Apartment leasing in the Twin Cities is soaring at a time when rising mortgage rates — and home prices — are putting homeownership out of reach for a growing number of households.

During the first nine months of the year renters occupied an additional 6,600-plus rentals across the metro area, according to a third-quarter report from Marquette Advisors. That was a 12% increase over 2021 and nearly double the 2017 to 2019 pre-pandemic average.

Citing CoStar's national index, Marquette said year‐to‐date absorption across the country during the third quarter was 40% lower than the pre‐pandemic three-year average.

"In almost all of our markets there's huge demand because there just isn't enough housing," said Santo Dettore, associate vice president of development at Northland, a national multifamily owner, operator and developer that recently broke ground on a 194-unit expansion of the SoRoc on Maine apartments in Rochester.

The company acquired the community in February. When the new apartments are expected to be completed in early 2024, the entire project will have 380 rentals in several buildings.

Dettore said market fundamentals in the Twin Cities are especially strong, and the company is looking for other development opportunities in the metro area and Rochester.

"We have seen continued and sustained demand with supply only slowing," he said. "In other markets, rent growth has slowed."

Apartment construction in the Twin Cities has slowed. So far this year, 6,461 rentals were built compared with 7,900 last year, which was the most in at least a decade.

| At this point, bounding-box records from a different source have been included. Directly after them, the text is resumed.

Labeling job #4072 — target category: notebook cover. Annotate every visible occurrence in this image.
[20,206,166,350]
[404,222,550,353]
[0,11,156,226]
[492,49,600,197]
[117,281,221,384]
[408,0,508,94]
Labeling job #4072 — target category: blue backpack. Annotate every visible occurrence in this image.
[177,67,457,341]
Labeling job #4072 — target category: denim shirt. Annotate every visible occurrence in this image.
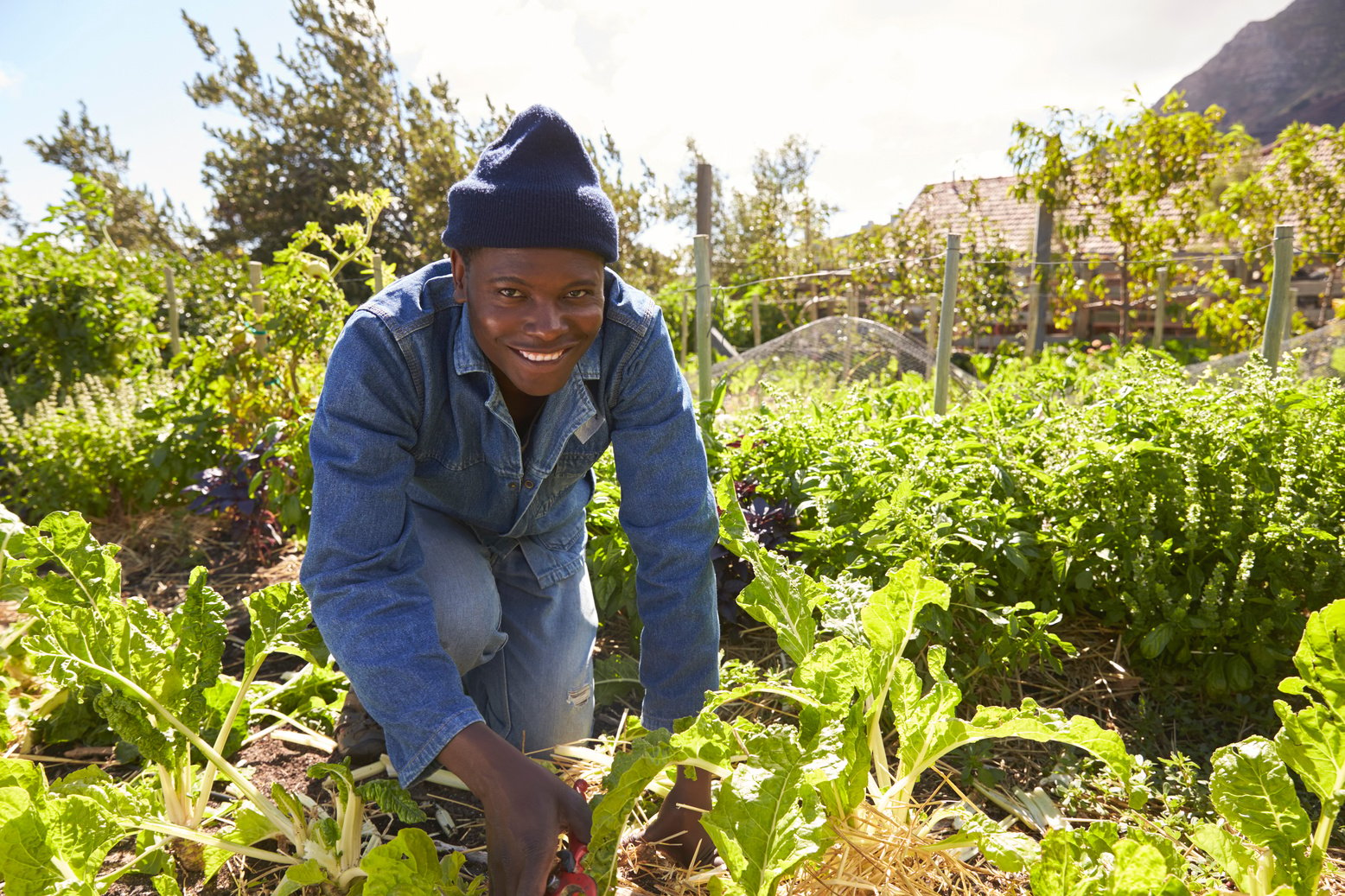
[302,261,719,782]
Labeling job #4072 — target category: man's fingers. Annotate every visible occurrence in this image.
[561,791,593,843]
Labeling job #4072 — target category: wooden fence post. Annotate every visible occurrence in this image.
[1279,283,1298,343]
[1152,268,1168,348]
[695,232,714,401]
[1262,225,1294,370]
[247,261,268,355]
[1028,202,1055,355]
[682,292,692,365]
[164,268,182,358]
[926,293,939,351]
[934,232,962,415]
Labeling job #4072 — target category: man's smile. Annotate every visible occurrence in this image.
[513,348,568,363]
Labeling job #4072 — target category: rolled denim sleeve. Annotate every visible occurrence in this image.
[612,314,719,729]
[302,311,481,785]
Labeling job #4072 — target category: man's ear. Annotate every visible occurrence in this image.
[448,249,467,304]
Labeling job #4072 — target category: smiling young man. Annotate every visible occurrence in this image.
[302,106,718,896]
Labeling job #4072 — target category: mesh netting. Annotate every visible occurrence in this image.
[1186,321,1345,379]
[711,316,979,396]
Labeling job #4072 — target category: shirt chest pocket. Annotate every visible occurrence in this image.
[556,416,612,481]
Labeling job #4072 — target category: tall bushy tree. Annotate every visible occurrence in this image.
[1009,92,1255,338]
[183,0,433,265]
[1202,123,1345,343]
[183,0,667,286]
[27,102,199,253]
[665,135,835,345]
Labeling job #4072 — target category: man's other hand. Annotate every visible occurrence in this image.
[639,767,714,867]
[438,722,592,896]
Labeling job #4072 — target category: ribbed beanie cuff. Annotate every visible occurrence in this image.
[443,106,617,263]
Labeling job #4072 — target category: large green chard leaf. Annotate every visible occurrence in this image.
[794,636,880,706]
[1107,831,1190,896]
[701,725,832,896]
[929,812,1041,874]
[244,582,328,678]
[1031,822,1116,896]
[583,728,674,893]
[167,567,229,728]
[8,512,121,615]
[861,560,950,657]
[799,701,869,818]
[1275,700,1345,818]
[0,760,133,894]
[1209,736,1310,886]
[1279,600,1345,722]
[1190,822,1275,896]
[714,476,832,664]
[896,694,1135,800]
[355,778,426,824]
[19,514,227,768]
[1275,600,1345,823]
[359,828,464,896]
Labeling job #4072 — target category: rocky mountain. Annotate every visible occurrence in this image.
[1173,0,1345,143]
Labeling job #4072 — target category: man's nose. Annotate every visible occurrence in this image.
[530,299,565,339]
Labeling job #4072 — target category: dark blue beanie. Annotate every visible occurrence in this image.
[443,106,617,263]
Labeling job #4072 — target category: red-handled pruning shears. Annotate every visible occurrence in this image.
[546,778,597,896]
[546,843,597,896]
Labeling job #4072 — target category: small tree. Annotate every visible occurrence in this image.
[25,102,201,253]
[1009,92,1255,339]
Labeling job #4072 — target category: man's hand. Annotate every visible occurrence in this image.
[641,766,714,867]
[438,722,593,896]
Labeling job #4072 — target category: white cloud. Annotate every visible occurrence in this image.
[379,0,1287,237]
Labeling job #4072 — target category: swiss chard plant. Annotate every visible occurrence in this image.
[590,479,1134,896]
[1192,600,1345,896]
[5,514,436,892]
[0,759,155,896]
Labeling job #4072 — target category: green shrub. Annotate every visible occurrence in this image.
[725,350,1345,693]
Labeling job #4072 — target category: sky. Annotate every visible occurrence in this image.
[0,0,1289,247]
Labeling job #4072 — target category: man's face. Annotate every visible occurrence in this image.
[452,242,604,397]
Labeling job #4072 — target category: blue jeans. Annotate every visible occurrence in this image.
[411,505,597,753]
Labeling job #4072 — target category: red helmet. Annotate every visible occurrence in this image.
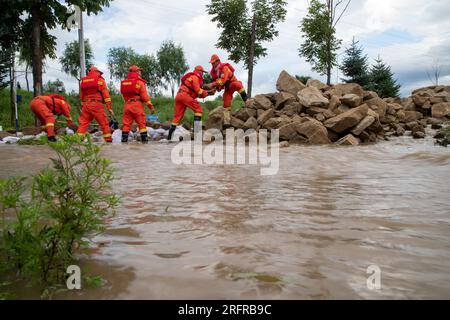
[48,93,67,102]
[128,65,141,72]
[89,66,103,74]
[209,54,220,63]
[195,66,206,73]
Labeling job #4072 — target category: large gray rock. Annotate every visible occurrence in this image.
[327,83,364,98]
[258,108,275,125]
[404,111,423,123]
[205,107,226,131]
[234,108,256,122]
[275,92,297,110]
[297,87,330,108]
[336,134,359,146]
[341,93,363,108]
[262,118,286,130]
[306,79,328,90]
[254,94,273,110]
[277,70,306,96]
[325,104,369,133]
[231,117,244,129]
[352,115,376,136]
[295,118,331,144]
[431,102,450,118]
[364,98,387,117]
[280,122,298,141]
[244,117,258,130]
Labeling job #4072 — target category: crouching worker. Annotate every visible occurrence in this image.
[120,66,155,143]
[168,66,215,141]
[30,94,74,142]
[77,67,114,143]
[206,54,248,109]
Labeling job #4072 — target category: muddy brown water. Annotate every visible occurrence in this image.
[0,133,450,299]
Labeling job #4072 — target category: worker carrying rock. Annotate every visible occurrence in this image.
[205,54,248,109]
[77,66,114,143]
[30,94,74,142]
[120,66,155,143]
[168,66,216,141]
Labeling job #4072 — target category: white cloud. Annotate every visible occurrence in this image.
[29,0,450,95]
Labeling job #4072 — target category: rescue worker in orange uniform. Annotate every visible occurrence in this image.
[168,66,215,141]
[30,94,74,142]
[77,66,114,143]
[206,54,248,109]
[120,66,155,143]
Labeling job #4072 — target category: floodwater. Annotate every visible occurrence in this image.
[0,131,450,299]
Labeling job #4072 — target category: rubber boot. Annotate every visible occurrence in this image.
[167,125,177,142]
[141,132,148,144]
[240,91,248,102]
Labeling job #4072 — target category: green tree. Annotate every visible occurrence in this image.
[367,57,401,98]
[13,0,110,95]
[340,38,369,88]
[108,47,162,95]
[156,41,189,98]
[59,39,94,83]
[299,0,351,85]
[206,0,286,97]
[43,79,66,93]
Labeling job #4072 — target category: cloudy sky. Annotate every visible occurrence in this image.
[23,0,450,96]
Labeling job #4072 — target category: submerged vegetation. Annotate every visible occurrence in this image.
[0,136,118,299]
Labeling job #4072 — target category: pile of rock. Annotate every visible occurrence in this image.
[205,71,450,145]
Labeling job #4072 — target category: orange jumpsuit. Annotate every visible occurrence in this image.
[121,72,154,133]
[211,63,245,108]
[77,71,112,142]
[30,96,73,137]
[172,72,208,126]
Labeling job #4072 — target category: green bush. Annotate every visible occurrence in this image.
[0,136,118,298]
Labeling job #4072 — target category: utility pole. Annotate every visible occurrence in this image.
[77,7,86,78]
[10,52,20,136]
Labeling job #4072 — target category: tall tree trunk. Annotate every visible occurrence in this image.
[31,1,42,96]
[9,56,16,127]
[25,63,30,91]
[247,15,256,98]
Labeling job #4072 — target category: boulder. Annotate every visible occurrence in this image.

Steady increases in apartment construction over the past several years has helped relieve what had been a dire shortage of rentals. The market is considered balanced between renters and landlords when there's about 5% average vacancy rate. Until 2020, the vacancy rate remained below 3.5%.

During the third quarter of this year, however, the vacancy rate in the Twin Cities metro area was 4% compared with 3.9% a year ago. Rents remained steady compared with the previous quarter but were up nearly 6% over last year.

Demand varied dramatically by submarket. Collectively, suburban markets reported a vacancy rate of 3.5% during the third quarter, compared with 5.3% in Minneapolis and 5.0% in St. Paul.

The highest vacancy rate was in the Lakeville/Farmington area at 16%. Downtown St. Paul, downtown Minneapolis and Richfield posted vacancy rates in the mid-7% range. Vacancies were lowest in Blaine and Falcon Heights/Lauderdale, less than 2% in both areas.

In both downtowns, the average vacancy rate is lower than during the beginning of the pandemic but still in favor of renters. In both, there's more supply than demand, and some buildings are offering slight rent reductions and one-time rent concessions.

Rents in the Twin Cities during the third quarter averaged $1,398, on par with the second quarter but up 5.9% from last year.

The national real estate research firm Yardi said that across the country, asking rents increased $3 in October to $1,727. Year-over-year, rents increased only 8.2%, the lowest level since last summer and down from a peak of 15.3% during the first quarter.

The Marquette Advisors figures do not include income-restricted and senior housing, which is even more scarce in the metro area.

Normally, demand for rentals is driven by employment growth, in‐migration and household formation, all of which are more tepid than normal. Instead, Marquette attributes the increase in rentals to higher mortgage rates that made it difficult for a growing number of people to buy a house.

"These for‐sale market challenges are likely to persist for a significant period of time, propping up demand for rentals," said Brent Wittenberg, vice president at Marquette.